Thursday, March 06, 2014

Journey - Faith Jam

I hate not knowing where I'm going.  It's why I much prefer trains to buses.  When you are on a train, the train has to follow the tracks, there are not going to be any detours (as long as you get on the right train).  On a bus...what if the driver decides to change route...there is nothing to stop him or her from doing so!

It's why I find my life difficult right now.  I don't know where we're going.  I don't know whether we are going to move city/state this year, I don't know if I'm going to find a job. It is unsettling and I don't like it very much.
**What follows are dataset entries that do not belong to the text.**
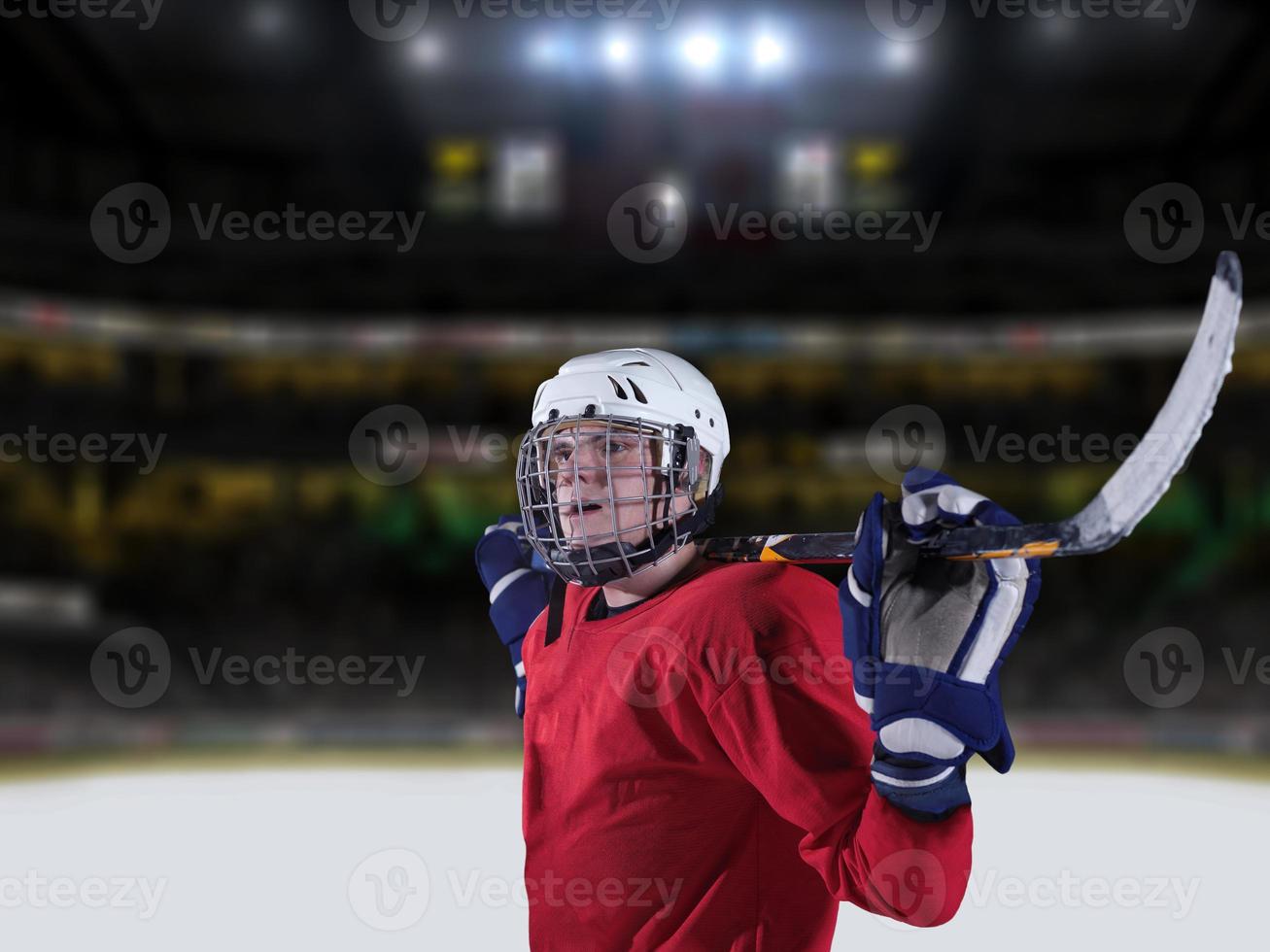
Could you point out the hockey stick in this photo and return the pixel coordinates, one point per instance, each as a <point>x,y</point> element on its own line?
<point>1132,492</point>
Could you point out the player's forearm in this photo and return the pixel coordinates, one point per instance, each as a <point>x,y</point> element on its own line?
<point>897,866</point>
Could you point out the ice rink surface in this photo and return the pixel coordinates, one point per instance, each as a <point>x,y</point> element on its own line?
<point>314,860</point>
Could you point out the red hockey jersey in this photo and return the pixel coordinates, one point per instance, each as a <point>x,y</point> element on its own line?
<point>696,777</point>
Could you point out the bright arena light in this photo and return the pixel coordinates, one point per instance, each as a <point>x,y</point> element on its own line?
<point>769,52</point>
<point>702,51</point>
<point>619,52</point>
<point>546,51</point>
<point>427,51</point>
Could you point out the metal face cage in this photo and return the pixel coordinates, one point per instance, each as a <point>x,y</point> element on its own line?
<point>600,493</point>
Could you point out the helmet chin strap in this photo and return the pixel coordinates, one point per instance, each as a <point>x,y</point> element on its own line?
<point>580,560</point>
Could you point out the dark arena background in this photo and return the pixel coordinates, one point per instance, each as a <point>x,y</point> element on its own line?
<point>238,238</point>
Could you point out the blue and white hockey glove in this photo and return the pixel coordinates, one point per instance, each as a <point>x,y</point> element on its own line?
<point>518,584</point>
<point>927,637</point>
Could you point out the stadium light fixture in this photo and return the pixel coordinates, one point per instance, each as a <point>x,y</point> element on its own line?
<point>619,53</point>
<point>703,51</point>
<point>427,51</point>
<point>901,56</point>
<point>769,53</point>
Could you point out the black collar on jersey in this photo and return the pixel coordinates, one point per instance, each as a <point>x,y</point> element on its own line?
<point>555,603</point>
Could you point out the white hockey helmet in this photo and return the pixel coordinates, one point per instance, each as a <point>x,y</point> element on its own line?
<point>673,410</point>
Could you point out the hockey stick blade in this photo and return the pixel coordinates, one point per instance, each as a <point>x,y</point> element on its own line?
<point>1123,501</point>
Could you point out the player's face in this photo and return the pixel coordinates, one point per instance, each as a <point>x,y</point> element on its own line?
<point>597,480</point>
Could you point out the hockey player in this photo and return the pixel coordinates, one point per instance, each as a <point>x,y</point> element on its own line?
<point>715,754</point>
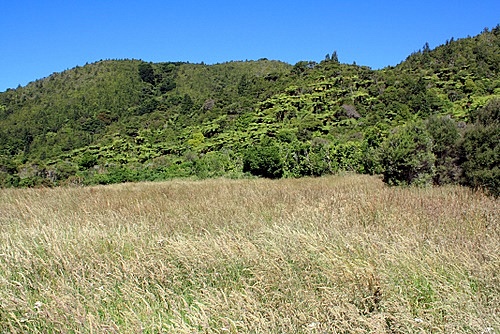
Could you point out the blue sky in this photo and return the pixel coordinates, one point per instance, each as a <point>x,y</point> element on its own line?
<point>39,37</point>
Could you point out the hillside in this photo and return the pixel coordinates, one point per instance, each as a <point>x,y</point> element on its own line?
<point>419,122</point>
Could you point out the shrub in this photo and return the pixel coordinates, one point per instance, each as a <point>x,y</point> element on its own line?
<point>406,156</point>
<point>263,160</point>
<point>480,151</point>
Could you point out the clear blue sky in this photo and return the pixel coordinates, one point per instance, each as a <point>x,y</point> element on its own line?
<point>39,37</point>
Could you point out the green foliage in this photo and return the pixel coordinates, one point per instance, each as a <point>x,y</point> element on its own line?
<point>445,135</point>
<point>130,120</point>
<point>263,160</point>
<point>480,150</point>
<point>406,156</point>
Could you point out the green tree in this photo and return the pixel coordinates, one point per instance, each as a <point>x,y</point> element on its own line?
<point>406,156</point>
<point>263,160</point>
<point>147,73</point>
<point>480,150</point>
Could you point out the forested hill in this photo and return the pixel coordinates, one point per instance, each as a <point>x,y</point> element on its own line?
<point>431,119</point>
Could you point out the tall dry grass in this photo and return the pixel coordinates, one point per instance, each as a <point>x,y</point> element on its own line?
<point>326,255</point>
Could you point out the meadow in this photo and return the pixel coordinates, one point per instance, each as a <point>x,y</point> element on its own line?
<point>337,254</point>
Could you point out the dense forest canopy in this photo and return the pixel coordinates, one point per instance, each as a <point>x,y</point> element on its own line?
<point>433,119</point>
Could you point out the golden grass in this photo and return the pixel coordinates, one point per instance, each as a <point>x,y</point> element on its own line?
<point>314,255</point>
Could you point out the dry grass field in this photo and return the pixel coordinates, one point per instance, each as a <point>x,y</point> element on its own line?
<point>341,254</point>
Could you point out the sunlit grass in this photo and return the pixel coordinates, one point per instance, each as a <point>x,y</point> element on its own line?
<point>336,255</point>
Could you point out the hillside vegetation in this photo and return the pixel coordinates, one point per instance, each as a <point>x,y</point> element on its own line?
<point>337,254</point>
<point>433,119</point>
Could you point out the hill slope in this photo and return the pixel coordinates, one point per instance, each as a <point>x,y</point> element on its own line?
<point>127,120</point>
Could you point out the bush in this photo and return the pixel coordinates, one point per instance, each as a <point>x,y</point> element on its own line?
<point>263,160</point>
<point>444,133</point>
<point>406,156</point>
<point>480,150</point>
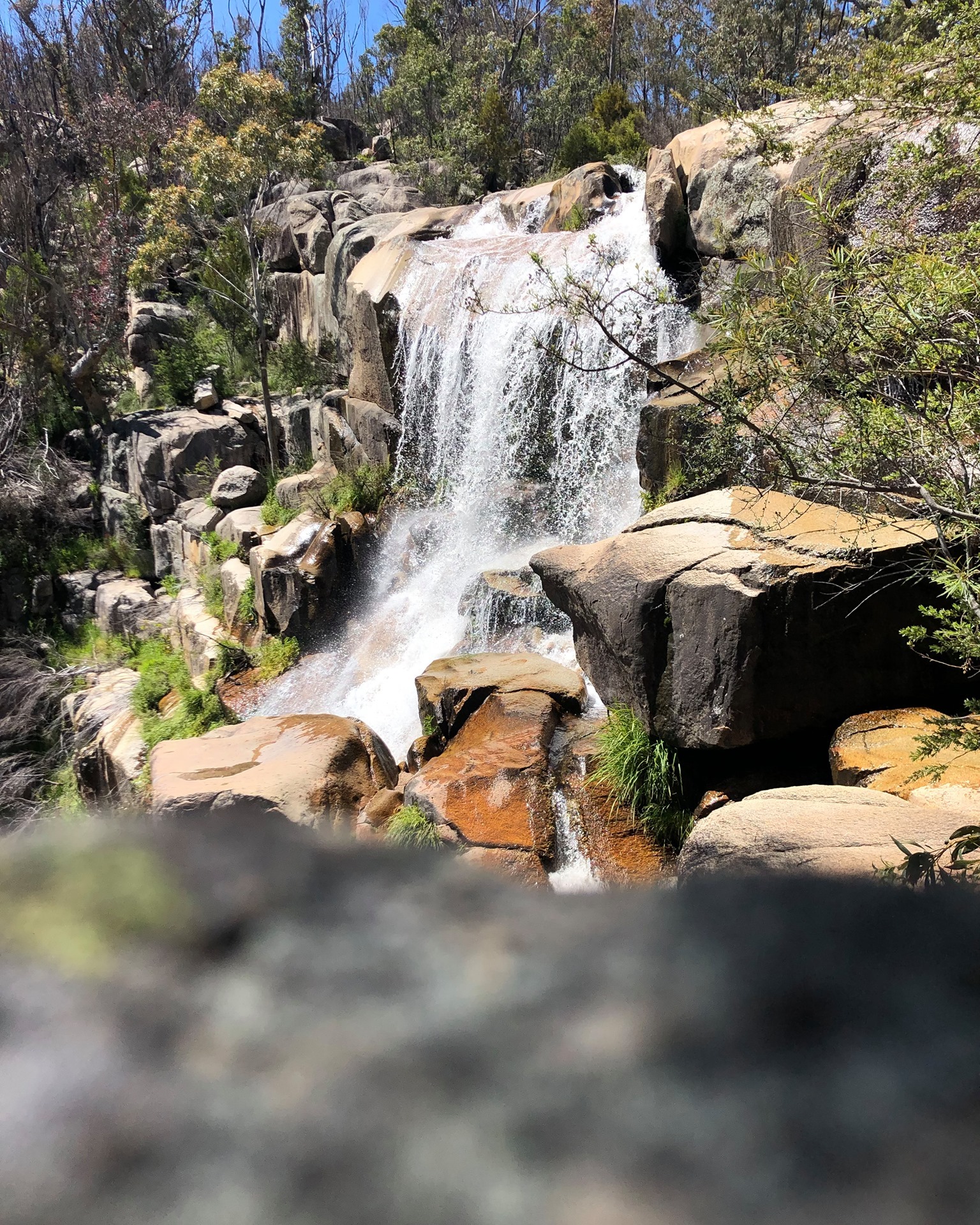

When change is on the horizon, I feel like the whining kid in the backseat on a long car journey...are we nearly there yet????  If something good is planned, I enjoy the anticipation of waiting but if it is a major change or something less wonderful, I hate the waiting time.

In the church, we practise waiting twice a year.  In Advent we wait in wondrous hope for the celebration of the birth of Jesus.  And during Lent we solemnly wait to remember Jesus' death but then holding our breath just for a few days we are then able to celebrate with joy his resurrection and share in the new life that he offers us at Easter.

Sometimes waiting means to share in the sufferings of Christ.  When I remember the one hundred or so days that I was waiting for my visa, those were days marked with suffering for me.  I didn't know how long I was going to be waiting.  I was homeless.  I was separated from my husband.  I was single-parenting two small children.  And even when I reached my destination, I wasn't going to know anybody there.  It was a long, hard wait.

I lived day by day, I lived by faith, I lived through the words of the psalms, I lived through the eyes of my children, I lived through new understanding, I lived through a period of grief and heartache.  The waiting changed me, it drew me closer to God.  It was another step on the curriculum of learning patience.

Then after the days and days of waiting for the visa, for the passport to be returned, for it to be the day, it came.  Then came the hours of waiting.  At the airport, on the airplane.  But these hours seemed easier.  We were nearly there - we were on the journey - we were limited in what we were able to do.  The only possessions we had access to were our hand luggage (admittedly there was a LOT).  The only space we had were our seats.  The destination was decided, and the pilot was responsible for getting us there and we didn't need to worry about that.  Constrained by those boundaries, I was more relaxed than I'd been in months.  I no longer had the illusion of having to be in control.

The other thing that helps a long journey, like that twelve hour flight with two small children, is to have things to aim for along the way.  We were filling the time getting settled into our seats and checking everything out until it was time to buckle our seatbelts and then we filled the time until it was take-off, then there was meal-time, then (please God) sleep time!!  Knowing that there are pit-stops on a journey makes it less intimidating.  Sometimes the big picture is too big to take in: I was emigrating, but thinking like that made me freak out inside, so instead it was just a transatlantic flight, the same as many I had been on before (except I was emigrating..shh).

If I view my life like I did that journey, I would probably find more peace.  I am not the pilot. I only need a few possessions for along the way (and probably only a small proportion of them in reality - I tend to over pack) and if I stop worrying about when I'm going to get there, I am a much more pleasant travelling companion!

Impatience and frustration are not attractive qualities.  Excitement and anticipation are definitely preferable when waiting for something good.  And if waiting for something that might bring sorrow, I want to strive for a quiet hope; not necessarily that the bad thing won't happen, but that God will work it all for good.

What journey are you on?  What kind of travelling companion are you?


  1. I am the kind that once on a journey likes to get to my destination as quickly as possible. If the goal is to get there I want to get there NOW, if the journey is the goal, I am okay with sightseeing. With God, I am a I wanna get there NOW GOD kind of gal who is trying to learn how to sight see while I travel.

  2. "Sometimes waiting means to share in the sufferings of Christ." This really struck me, Princess Morag. It reminds me that the more we want to be like Christ, the more we need to know the "fellowship of His sufferings." Thank you.

  3. I love this post! How many times have I asked God, "Are we there yet?" Thank you for sharing!